Seule partie totalement achevée à la mort de Mozart, l’introduction émerge petit à petit sur les battements de cœur des cordes tandis que les bassons et cors de basset – responsables en grande partie de la tonalité sombre et feutrée du Requiem, qui ne compte ni flûtes, ni hautbois, ni cors – dessinent des imitations navrées. Une écriture chorale ductile suit les moindres inflexions du texte, et débouche sur l’énergique double fugue du Kyrie eleison, avec son âpre chute de septième diminuée (le Père, premier sujet) et ses doubles croches pressées (le Fils, second sujet).

Des vingt strophes que compte la Séquence, seules seize furent écrites par le compositeur, qui s’arrêta après les huit premières mesures du Lacrimosa. Quant à l’orchestration, elle fut réalisée après son décès, Mozart n’ayant noté que les voix et la basse continue. Sommet dramatique, le Dies iræ dépeint avec fièvre le tremblement de l’humanité face à la colère de Dieu – mais le grandiose s’efface rapidement pour laisser la place aux voix solistes du trombone et de la basse du Tuba mirum, auquel l’entrée du ténor donne un tour plus haletant, puis interrogatif (avec l’alto et la soprano).

Le Rex tremendæ renoue avec une expression plus tragique: grande gamme pointée descendante, cris du chœur sur «Rex», avant un double canon entre voix aiguës et voix graves. Une belle introduction, entre cors de basset et violoncelles, ouvre à la consolation du Recordare, appel à la bonté de Jésus où tout le génie de Mozart triomphe. Fortement contrasté, le Confutatis met face à face le chœur masculin angoissé, sur fond de basses orageuses teintées de cuivres, et les tendres voix féminines évoquant «ceux qui sont bénis». Le début du Lacrimosa retrouve l’esprit de l’Introïtus avant de bifurquer vers un douloureux crescendo homophone de tout le chœur.

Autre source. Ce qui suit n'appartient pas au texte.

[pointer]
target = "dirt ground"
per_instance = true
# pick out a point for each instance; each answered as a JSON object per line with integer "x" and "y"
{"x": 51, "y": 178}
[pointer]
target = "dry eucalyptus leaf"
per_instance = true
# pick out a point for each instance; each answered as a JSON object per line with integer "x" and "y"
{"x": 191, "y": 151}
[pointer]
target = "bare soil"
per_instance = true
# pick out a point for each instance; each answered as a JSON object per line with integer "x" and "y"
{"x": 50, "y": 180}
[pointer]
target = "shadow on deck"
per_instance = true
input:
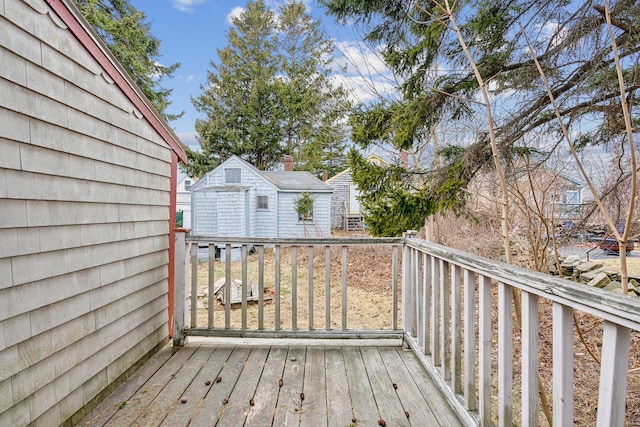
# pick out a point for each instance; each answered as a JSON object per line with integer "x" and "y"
{"x": 274, "y": 382}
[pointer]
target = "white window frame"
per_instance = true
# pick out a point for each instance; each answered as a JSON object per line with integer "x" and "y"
{"x": 235, "y": 173}
{"x": 263, "y": 198}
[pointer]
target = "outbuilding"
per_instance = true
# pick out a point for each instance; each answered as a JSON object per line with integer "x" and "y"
{"x": 237, "y": 200}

Là s’arrête l’écriture de Mozart: Süssmayr reprend le flambeau avec le plus de discrétion possible, usant autant qu’il le peut du matériel écrit par le maître et des esquisses sur lesquelles il met la main.

... À SÜSSMAYR

L’Offertoire, qui mêle à nouveau le travail de Süssmayr aux notes de Mozart, commence dans la splendeur chorale et l’agitation, avec une évocation intensément colorée des épaisses ténèbres de l’enfer. La seconde partie, Hostias, est plus apaisée; mais son enchâssement entre les deux fugues associées au «Quam olim Abrahæ», malgré l’intense lumière de sa cadence finale, souligne la fugacité de cette consolation. Les prières suivantes sont cette fois l’œuvre de Süssmayr seul, piochant pour son travail de couturier dans les sources qui sont à sa disposition.

Le court Sanctus, avec sa tonalité de ré majeur, sa puissance chorale ainsi qu’orchestrale (timbales, trompettes) et son tempo, renvoie d’ailleurs assez fortement à la tradition. Après une rapide fugue sur «Hosanna in excelsis Deo», le Benedictus prend des accents plus caressants, plus mozartiens aussi; on y retrouve les sonorités boisées des cors de basset et des bassons, en écho aux quatre solistes qui entremêlent leurs voix sans hâte. Retour de la fugue, puis douloureux Agnus Dei, marqué par les coups de timbales et les sinuosités des cordes; répété trois fois, en alternance avec «Dona eis requiem», plus consolateur, il débouche sur la Communio finale, où l’on retrouve le solo de soprano de l’Introïtus, cette fois sur les paroles «Lux æterna». La suite confirme les emprunts au matériau inaugural, jusqu’à la double fugue sur «Cum sanctis tuis »,

Süssmayr ayant affirmé agir ainsi conformément à la volonté de Mozart – et l’œuvre inachevée revient à son début.